D'abord, le député Ménard, porte-parole du Bloc en santé, suggère qu'on "examine plus attentivement l'introduction de nouveaux médicaments" parce que certains "ont été introduits récemment sur le marché alors qu'ils ne présentent presque pas de nouveauté sur le plan thérapeutique." Donc, le député lui-même admet que ces médicaments comporte tout de même une certaine nouveauté (d'où l'usage de "presque pas" au lieu de "pas"). Qui est-il pour juger que cette nouveauté n'est pas assez grande à son goût pour justifier la mise en marché d'un nouveau médicament? "Presque pas de nouveauté" peut signifier que ce nouveau médicament permet de soigner certaines personnes qui auraient ressenti des effets secondaires graves avec l'ancien médicament. Surtout, quelqu'un qui cherche à réduire le prix des médicaments devrait se rappeler que c'est la compétition, et non le monopole, qui permet de réduire les prix pour une qualité égale.

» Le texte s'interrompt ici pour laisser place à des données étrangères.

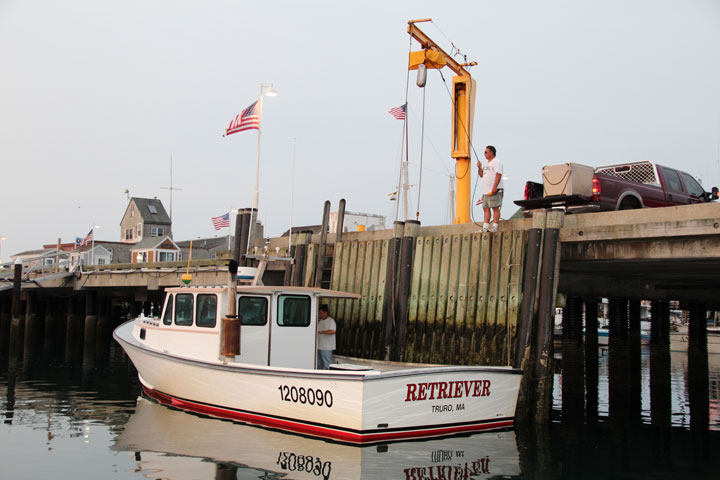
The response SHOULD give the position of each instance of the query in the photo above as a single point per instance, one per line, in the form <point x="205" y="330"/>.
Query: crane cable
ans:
<point x="404" y="138"/>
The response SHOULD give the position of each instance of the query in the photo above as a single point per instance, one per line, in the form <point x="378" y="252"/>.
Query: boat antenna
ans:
<point x="292" y="195"/>
<point x="187" y="278"/>
<point x="171" y="188"/>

Une autre de leurs solutions est de restreindre les pratiques de mise en marché des compagnies pharmaceutiques, étant donné que le député Ménard juge excessives les dépenses de l'industrie en échantillons et en publicité auprès des médecins. N'en déplaise à M. Ménard, ces techniques de mise en marché servent une fonction sociale importante: informer les médecins sur les nouvelles possibilités offertes par les médicaments. Les échantillons permettent aux médecins de se familiariser avec les médicaments qu'ils prescrivent et d'en distribuer à leurs patients, afin que ceux-ci puissent se faire une meilleure idée avant d'acheter le médicament. Il n'est donc pas clair du tout que restreindre ces pratiques serve réellement à diminuer le coût des médicaments.
Si les dépenses de notre société en médicaments augmentent, c'est pour une raison terre à terre: les médicaments peuvent, plus que jamais auparavant, soigner une gamme de plus en plus étendue de maladies, de blessures ou de conditions anormales. Donc, nous utilisons, plus que jamais auparavant, une quantité de plus en plus grande médicaments et les médicaments que nous utilisons sont de plus en plus de haute gamme. Il est donc logique que nos dépenses en médicaments augmentent.